Git Product home page Git Product logo

Comments (7)

guest271314 avatar guest271314 commented on July 22, 2024 1

The audio playback quality is sub-par when resampling from 48000 to 22050. What is the suggested procedure to produce quality audio without glitches, gaps, faster or slower rate frames when converting from WebCodecs AudioData to AudioBuffer for the purpose of breaking out of the hard-coded box of Chrome WebCodecs implementation?

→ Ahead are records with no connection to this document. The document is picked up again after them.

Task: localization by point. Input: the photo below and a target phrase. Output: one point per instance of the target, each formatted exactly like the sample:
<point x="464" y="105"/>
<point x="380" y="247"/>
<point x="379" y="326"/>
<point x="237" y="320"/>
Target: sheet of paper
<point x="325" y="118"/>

webcodecs-serialize-to-json-deserialize-json.zip

from web-audio-api-v2.

guest271314 avatar guest271314 commented on July 22, 2024

I used OfflineAudioContext to resample the hard-coded 48000 sample rate and numberOfFrames, 2568 for firs and 2880 for remainder of t AudioData objects output by AudioDeocder

https://chromium.googlesource.com/chromium/src/+/49cf62132c057a79b093c8b5ab72f195cac447cc/media/audio/audio_opus_encoder.cc#32

// For Opus, we try to encode 60ms, the maximum Opus buffer, for quality
// reasons.
constexpr int kOpusPreferredBufferDurationMs = 60;

https://chromium.googlesource.com/chromium/src/+/49cf62132c057a79b093c8b5ab72f195cac447cc/media/audio/audio_opus_encoder.cc#58

// default preferred 48 kHz. If the input sample rate is anything else, we'll
// use 48 kHz.

something like

  const TARGET_FRAME_SIZE = 220;
  const TARGET_SAMPLE_RATE = 22050;
  // ...
  const config = {
    numberOfChannels: 1,
    sampleRate: 22050, // Chrome hardcodes to 48000
    codec: 'opus',
    bitrate: 16000,
  };
  encoder.configure(config);
  const decoder = new AudioDecoder({
    error(e) {
      console.error(e);
    },
    async output(frame) {
      ++chunk_length;
      const { duration, numberOfChannels, numberOfFrames, sampleRate } = frame;
      const size = frame.allocationSize({ planeIndex: 0 });
      const data = new ArrayBuffer(size);
      frame.copyTo(data, { planeIndex: 0 });
      const buffer = new AudioBuffer({
        length: numberOfFrames,
        numberOfChannels,
        sampleRate,
      });
      buffer.getChannelData(0).set(new Float32Array(data));
      // https://stackoverflow.com/a/27601521
      const oac = new OfflineAudioContext(
        buffer.numberOfChannels,
        buffer.duration * TARGET_SAMPLE_RATE,
        TARGET_SAMPLE_RATE
      );
      // Play it from the beginning.
      const source = new AudioBufferSourceNode(oac, {
        buffer,
      });
      oac.buffer = source;
      source.connect(oac.destination);
      source.start();
      const ab = (await oac.startRendering()).getChannelData(0);
      for (let i = 0; i < ab.length; i++) {
        if (channelData.length === TARGET_FRAME_SIZE) {
          const floats = new Float32Array(
            channelData.splice(0, TARGET_FRAME_SIZE)
          );
          decoderController.enqueue(floats);
        }
        channelData.push(ab[i]);
      }
      if (chunk_length === len) {
        if (channelData.length) {
          const floats = new Float32Array(TARGET_FRAME_SIZE);
          floats.set(channelData.splice(0, channelData.length));
          decoderController.enqueue(floats);
          decoderController.close();
          decoderResolve();
        }
      }
    },
  });

from web-audio-api-v2.

padenot avatar padenot commented on July 22, 2024

The current design direction is to be able to create AudioBuffer objects directly from typed arrays, and to allow AudioBuffer to internally used more data types than f32. For now, authors need to create an AudioBuffer of the same size, use AudioData.copyTo to copy to an intermediate ArrayBuffer, and then copy (with possible conversion) to the AudioBuffer. This is wasteful and not ergonomic.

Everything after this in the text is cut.